The Massachusetts Supreme Judicial Court recently held that the economic loss doctrine does not apply to condo associations. In Wyman, et al. v. Ayer Properties, LLC. 469 Mass. 64, (July 10, 2014), the Plaintiffs, as trustees of a condo trust, sought damages stemming from the negligent construction of elements of a condominium building constructed by Ayer. The Plaintiffs alleged that Ayer, which had purchased and converted the building in question into condominiums, negligently constructed the window frames, the exterior brick masonry, and the roof of the building. The negligent construction allegedly led to damage to both the common areas of the building and individual residential units.
The SJC reviewed the history of the economic loss rule, noting that the rule was developed in part to prevent the progression of tort concepts from undermining contract expectations. The rationale for excluding tort recovery for economic loss is that, “when a product injures only itself,” a party should be left to its contractual remedies. The commercial user can protect himself by seeking express contractual assurances concerning the product (and thereby perhaps paying more for the product) or by obtaining insurance against losses. The rationale underlying the economic loss doctrine is that damage to a product itself means simply that the product has not met the customer's expectations, or, in other words, that the customer has received “insufficient product value.” The maintenance of product value and quality is precisely the purpose of express and implied warranties"). As a result, “when a product injures only itself the reasons for imposing a tort duty are weak and those for leaving the party to its contractual remedies are strong.”
The SJC pointed out that the nature of condo ownership supports their conclusion that claims such as those presented here do not fit into the rubric of claims intended to be covered by the rule, as condo ownership gives both exclusive possession and ownership of the unit, and an undivided interest in the common areas. The court noted that as part of the statutory structure of condo ownership, “condominium owners cede the management and control of the common areas to the organization of unit owners, which is the only party that may bring litigation relating to the common areas of the condominium development on their behalf.”
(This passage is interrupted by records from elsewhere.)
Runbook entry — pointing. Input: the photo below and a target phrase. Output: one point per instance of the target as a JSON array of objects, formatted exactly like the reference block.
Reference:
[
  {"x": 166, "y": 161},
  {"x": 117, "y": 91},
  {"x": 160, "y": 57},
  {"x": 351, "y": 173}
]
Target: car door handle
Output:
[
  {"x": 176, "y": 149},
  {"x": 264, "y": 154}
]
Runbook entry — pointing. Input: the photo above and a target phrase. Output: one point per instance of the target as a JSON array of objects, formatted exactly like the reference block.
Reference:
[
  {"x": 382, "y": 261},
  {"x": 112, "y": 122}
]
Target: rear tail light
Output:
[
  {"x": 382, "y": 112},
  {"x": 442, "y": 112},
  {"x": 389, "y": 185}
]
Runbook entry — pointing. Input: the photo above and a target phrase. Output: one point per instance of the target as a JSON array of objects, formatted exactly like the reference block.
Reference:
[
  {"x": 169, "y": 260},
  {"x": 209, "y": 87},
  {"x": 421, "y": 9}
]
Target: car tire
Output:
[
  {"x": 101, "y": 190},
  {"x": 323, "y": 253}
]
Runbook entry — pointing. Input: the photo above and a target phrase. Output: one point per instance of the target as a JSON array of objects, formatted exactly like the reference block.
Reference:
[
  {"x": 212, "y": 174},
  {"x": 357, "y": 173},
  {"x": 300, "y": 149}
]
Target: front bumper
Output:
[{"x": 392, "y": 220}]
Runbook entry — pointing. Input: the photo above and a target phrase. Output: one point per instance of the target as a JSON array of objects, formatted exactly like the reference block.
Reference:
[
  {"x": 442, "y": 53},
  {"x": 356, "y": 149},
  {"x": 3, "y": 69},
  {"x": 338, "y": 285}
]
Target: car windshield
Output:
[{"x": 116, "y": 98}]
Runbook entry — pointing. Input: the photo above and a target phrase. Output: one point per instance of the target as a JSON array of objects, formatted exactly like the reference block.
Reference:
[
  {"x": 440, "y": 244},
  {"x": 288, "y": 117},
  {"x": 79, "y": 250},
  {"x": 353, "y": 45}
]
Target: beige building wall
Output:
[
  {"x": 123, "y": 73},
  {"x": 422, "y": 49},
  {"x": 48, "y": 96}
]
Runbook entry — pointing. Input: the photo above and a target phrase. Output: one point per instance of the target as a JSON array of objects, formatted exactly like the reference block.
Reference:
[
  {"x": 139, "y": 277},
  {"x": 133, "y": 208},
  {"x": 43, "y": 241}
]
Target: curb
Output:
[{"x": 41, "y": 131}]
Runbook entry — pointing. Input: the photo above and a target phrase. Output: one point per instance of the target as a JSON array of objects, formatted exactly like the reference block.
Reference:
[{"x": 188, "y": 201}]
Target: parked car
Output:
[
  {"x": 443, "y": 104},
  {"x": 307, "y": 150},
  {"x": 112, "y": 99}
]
In applying the rationale of the economic loss doctrine to the underlying case, the SJC noted a problem arises where the party exclusively responsible for bringing litigation on behalf of the unit owners for the negligent construction of common areas (here, the trustees) has no contract with the builder under which it can recover its costs of repair and replacement. Phrased differently, they cannot recover economic losses caused by defective construction. The SJC noted that the fundamental purpose of the economic loss doctrine is to confine the indeterminacy of damages, not to nullify a right and remedy for a demonstrated wrong and its harm. The court wrote that the rationale for applying the rule in this instance is made even weaker where the trustees seek damages which are finite and foreseeable, as the rule is intended to preclude recovery for intangible and unknown damages for lost contract or economic opportunity. The court reasoned that here, there was no such danger, as a lengthy trial established Ayer’s fault, the harm suffered by the trustees (as representatives of the unit owners’ rights in the common areas), and the exact amount of the damages. There were no allegations of consequential damages, but simply a reliably proven amount needed to repair or replace the negligently constructed window frames, masonry and roof. The purposes of the economic loss rule have little applicability in this circumstance.